Have you been overhearing people speaking Portuguese around campus? If so, you might be hearing members of the visiting theater company from Curitiba, Brazil, spending a few weeks at Loyola. The troupe, Ave Lola, came to the school in partnership with Professor Daniel Pinha, MFA, an associate professor of theater, to produce a play written and directed by Ana Rosa Genari Tezza, the company’s founder.
The play is called “Tchekhov”, and the first show will be on Feb. 20 at 7 p.m. at the Black Box Theatre. Essentially it is a story about how theater can overcome challenges.
Loyola students will be performing and the Brazilians have been working behind the scenes teaching and directing. Some would think the language would be a problem and would make this journey more complicated, but it is exactly the opposite.
Mari Fofana is a junior at Loyola who is acting in the play. She said that helping the director think of a word in English feels more collaborative.
“I don’t want to call it a language barrier because I feel like there is a difference there, but I don’t think it makes it any harder to do things if anything, I think it makes it more real, like getting to hear her own original idea and then getting to help build that up,” Fofana said about the whole process and preparation.
She added that she likes how they work together to come up with something new.
“It’s kind of unconventional. It feels a lot more genuine getting to try out so many new things. I’m not necessarily being set in Stone right from the beginning, there’s a lot more room for everyone to be themselves,” Fofana said.
The director, Ana Rosa, started acting when she was 18 and has been a director for 16 years. She has traveled the world acting, from Chile to Denmark, and she even has a play that is circulating in New York right now. Still, she is really excited to be in Baltimore.
She and other members of Ave Lola arrived at Loyola on Jan. 29 and were very well received by the students and staff they have met.
“It’s a beautiful college, and we were very well received. The young people are very willing, eager to work, and curious, and these encounters between two different cultures are very enriching for everyone,” Rosa said.
The experience will be short, intense, and challenging because they only have less than a month to prepare the play, but she is excited and liking the experience so far.
Pinha, the professor who organized their coming to Baltimore, is also from Brazil and talked about how he met Ave Lola in a previous production he made and what it represents to him.

“I think about Brazil, but I think exclusively about Ave Lola because I had the chance to work with them on ‘Noite, O Sonho de Verão’ and there I understood a bit of the best of Brazil. So, being able to bring them here as a representation of a cultural force in Brazil is very powerful not only because of the artistic work but because of the people they are,” Pinha said.
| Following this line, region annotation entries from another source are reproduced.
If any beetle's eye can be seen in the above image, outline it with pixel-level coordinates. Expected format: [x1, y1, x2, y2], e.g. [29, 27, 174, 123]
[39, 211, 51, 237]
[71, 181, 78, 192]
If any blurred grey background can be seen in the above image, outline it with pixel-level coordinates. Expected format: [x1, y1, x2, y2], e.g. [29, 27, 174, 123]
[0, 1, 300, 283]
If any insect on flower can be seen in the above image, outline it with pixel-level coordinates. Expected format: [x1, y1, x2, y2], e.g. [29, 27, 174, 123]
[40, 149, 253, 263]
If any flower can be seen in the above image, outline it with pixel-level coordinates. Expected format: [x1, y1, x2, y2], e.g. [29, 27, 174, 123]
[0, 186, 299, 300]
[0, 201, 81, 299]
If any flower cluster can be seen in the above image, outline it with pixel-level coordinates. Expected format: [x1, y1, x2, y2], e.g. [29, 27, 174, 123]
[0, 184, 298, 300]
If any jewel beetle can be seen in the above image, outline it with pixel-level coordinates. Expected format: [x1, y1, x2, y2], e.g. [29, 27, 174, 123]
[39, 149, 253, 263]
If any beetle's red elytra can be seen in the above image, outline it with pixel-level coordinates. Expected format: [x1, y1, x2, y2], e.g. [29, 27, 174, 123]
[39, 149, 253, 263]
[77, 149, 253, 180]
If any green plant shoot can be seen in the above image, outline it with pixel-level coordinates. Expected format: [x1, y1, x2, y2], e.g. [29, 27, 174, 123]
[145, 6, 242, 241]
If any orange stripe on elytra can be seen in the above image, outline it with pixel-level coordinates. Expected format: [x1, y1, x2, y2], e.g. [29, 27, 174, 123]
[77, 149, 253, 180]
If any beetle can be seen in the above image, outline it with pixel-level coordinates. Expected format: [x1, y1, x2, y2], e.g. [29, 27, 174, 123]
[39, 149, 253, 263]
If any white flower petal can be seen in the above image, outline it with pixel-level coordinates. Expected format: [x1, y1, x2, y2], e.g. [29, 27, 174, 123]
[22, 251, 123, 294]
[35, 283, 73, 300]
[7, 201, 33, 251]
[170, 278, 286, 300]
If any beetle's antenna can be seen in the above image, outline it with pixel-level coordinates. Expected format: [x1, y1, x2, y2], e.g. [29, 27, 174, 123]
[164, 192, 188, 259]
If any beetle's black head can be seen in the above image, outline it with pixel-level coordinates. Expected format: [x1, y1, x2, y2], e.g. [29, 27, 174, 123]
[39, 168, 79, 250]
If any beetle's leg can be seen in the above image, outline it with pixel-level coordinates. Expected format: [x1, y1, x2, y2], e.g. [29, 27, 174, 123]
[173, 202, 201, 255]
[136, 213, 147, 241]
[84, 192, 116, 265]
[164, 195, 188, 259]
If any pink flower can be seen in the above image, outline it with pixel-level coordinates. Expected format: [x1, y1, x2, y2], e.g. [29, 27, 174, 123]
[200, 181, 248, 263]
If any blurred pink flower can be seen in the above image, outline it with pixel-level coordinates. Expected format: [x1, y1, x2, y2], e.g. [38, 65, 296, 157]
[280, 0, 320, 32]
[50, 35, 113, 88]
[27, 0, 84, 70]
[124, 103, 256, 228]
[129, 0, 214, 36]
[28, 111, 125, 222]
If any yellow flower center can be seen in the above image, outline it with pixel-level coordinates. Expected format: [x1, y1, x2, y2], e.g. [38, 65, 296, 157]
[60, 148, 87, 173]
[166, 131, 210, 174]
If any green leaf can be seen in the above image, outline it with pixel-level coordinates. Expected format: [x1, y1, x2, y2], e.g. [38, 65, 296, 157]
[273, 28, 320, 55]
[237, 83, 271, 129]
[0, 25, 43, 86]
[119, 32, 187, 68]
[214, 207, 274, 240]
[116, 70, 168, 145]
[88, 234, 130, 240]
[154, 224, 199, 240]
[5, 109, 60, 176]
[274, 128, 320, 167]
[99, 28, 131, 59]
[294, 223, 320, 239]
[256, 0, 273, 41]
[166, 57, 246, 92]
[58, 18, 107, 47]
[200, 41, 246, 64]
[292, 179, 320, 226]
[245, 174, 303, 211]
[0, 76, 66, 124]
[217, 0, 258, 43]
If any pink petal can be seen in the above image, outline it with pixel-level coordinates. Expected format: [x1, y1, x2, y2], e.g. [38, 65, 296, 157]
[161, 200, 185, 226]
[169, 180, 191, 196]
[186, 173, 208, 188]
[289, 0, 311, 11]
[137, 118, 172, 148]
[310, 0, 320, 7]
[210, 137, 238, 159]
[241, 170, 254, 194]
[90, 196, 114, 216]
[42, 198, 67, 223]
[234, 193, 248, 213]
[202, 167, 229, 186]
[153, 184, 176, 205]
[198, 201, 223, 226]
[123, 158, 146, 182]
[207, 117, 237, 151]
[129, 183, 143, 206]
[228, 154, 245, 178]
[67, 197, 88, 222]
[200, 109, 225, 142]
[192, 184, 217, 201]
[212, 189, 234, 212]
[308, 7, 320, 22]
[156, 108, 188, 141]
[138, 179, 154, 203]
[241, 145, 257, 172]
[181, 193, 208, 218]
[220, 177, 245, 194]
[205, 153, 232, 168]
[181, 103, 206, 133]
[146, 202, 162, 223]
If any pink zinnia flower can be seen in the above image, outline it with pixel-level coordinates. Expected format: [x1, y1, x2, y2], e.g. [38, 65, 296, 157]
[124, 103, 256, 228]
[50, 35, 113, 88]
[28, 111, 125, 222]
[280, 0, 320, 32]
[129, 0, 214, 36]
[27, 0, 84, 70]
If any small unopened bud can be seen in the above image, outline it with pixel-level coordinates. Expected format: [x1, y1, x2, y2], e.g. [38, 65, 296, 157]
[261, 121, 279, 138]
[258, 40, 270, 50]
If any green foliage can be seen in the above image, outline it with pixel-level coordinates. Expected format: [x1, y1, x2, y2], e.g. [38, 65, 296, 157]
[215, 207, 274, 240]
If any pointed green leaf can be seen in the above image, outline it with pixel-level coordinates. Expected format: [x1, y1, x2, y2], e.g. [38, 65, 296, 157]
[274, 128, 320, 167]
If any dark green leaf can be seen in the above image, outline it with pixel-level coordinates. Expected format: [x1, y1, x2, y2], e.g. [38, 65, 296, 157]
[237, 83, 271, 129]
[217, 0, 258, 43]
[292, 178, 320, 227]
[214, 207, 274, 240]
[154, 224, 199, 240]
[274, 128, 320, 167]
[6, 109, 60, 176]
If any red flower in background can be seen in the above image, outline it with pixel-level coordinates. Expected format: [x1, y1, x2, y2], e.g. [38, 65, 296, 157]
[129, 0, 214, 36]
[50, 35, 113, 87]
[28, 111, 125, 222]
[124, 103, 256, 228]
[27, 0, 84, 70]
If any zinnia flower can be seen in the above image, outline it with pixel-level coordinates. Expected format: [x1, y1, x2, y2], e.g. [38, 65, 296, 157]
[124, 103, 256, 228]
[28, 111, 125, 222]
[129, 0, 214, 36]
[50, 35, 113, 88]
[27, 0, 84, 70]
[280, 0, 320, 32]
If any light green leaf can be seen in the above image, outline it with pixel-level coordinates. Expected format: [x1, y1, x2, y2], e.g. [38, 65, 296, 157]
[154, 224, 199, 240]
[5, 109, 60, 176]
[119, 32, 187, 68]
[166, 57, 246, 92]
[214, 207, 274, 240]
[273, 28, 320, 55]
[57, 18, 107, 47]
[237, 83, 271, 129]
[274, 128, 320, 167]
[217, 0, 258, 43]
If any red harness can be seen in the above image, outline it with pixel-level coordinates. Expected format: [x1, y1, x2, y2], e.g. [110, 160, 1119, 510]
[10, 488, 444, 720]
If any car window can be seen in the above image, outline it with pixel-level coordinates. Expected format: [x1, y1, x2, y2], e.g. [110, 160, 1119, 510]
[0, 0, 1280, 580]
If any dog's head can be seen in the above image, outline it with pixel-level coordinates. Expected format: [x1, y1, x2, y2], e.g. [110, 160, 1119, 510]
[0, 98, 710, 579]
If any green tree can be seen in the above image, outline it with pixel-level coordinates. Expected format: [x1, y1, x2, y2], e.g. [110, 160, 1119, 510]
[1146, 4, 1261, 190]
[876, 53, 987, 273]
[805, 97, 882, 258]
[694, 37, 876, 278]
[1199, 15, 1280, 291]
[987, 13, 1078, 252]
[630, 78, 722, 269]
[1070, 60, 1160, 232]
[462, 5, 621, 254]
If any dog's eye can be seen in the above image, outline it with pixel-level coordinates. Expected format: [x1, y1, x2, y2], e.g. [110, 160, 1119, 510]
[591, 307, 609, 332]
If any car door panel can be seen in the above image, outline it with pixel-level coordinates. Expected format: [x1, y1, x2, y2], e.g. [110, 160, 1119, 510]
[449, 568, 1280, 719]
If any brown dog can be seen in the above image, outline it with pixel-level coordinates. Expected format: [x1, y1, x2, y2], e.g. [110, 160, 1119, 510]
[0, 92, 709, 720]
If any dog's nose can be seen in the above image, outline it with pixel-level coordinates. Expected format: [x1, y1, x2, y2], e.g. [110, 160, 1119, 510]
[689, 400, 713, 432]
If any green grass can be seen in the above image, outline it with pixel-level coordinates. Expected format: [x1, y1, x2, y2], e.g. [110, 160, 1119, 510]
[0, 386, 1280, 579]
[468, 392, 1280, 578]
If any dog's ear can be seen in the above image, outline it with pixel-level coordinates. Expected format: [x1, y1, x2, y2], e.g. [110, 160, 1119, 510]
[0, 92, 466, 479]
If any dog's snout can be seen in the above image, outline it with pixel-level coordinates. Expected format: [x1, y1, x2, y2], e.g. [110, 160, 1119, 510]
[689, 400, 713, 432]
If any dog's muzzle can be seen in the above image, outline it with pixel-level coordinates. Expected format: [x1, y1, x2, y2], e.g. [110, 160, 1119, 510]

This is the second time Pinha invited Brazilian artists to Loyola. The first time was back in 2021 when he brought the internationally acclaimed Brazilian actress Fernanda Montenegro to speak about her creative work. As a Brazilian, he has the desire to talk about his home country and get people to know its culture, music, and literature.
“It’s about being able to talk about Brazil as a Brazilian, right? I’ve lived here for 20 years, so the idea of being able to talk about where I come from also gives me a feeling of explaining who I am to my students, of being able to understand what I bring in my baggage. But beyond that, it’s more than a personal thing, it’s the desire to talk about Brazil in this country,” Pinha said.
He was thrilled to welcome the Brazilian troup to Loyola.
“I think my big idea is to bring people closer together, to look at human beings at their best and worst and understand the differences, that we are all on the same planet,” Pinha said.
Tickets for this weekend’s performances of “Tchekhov” are available on loyolaevents.universitytickets.com for Thursday, Feb. 20 at 7 p.m., Friday, Feb. 21 at 8 p.m., and two showings at 6 p.m. and 8 p.m. on Saturday, Feb. 22.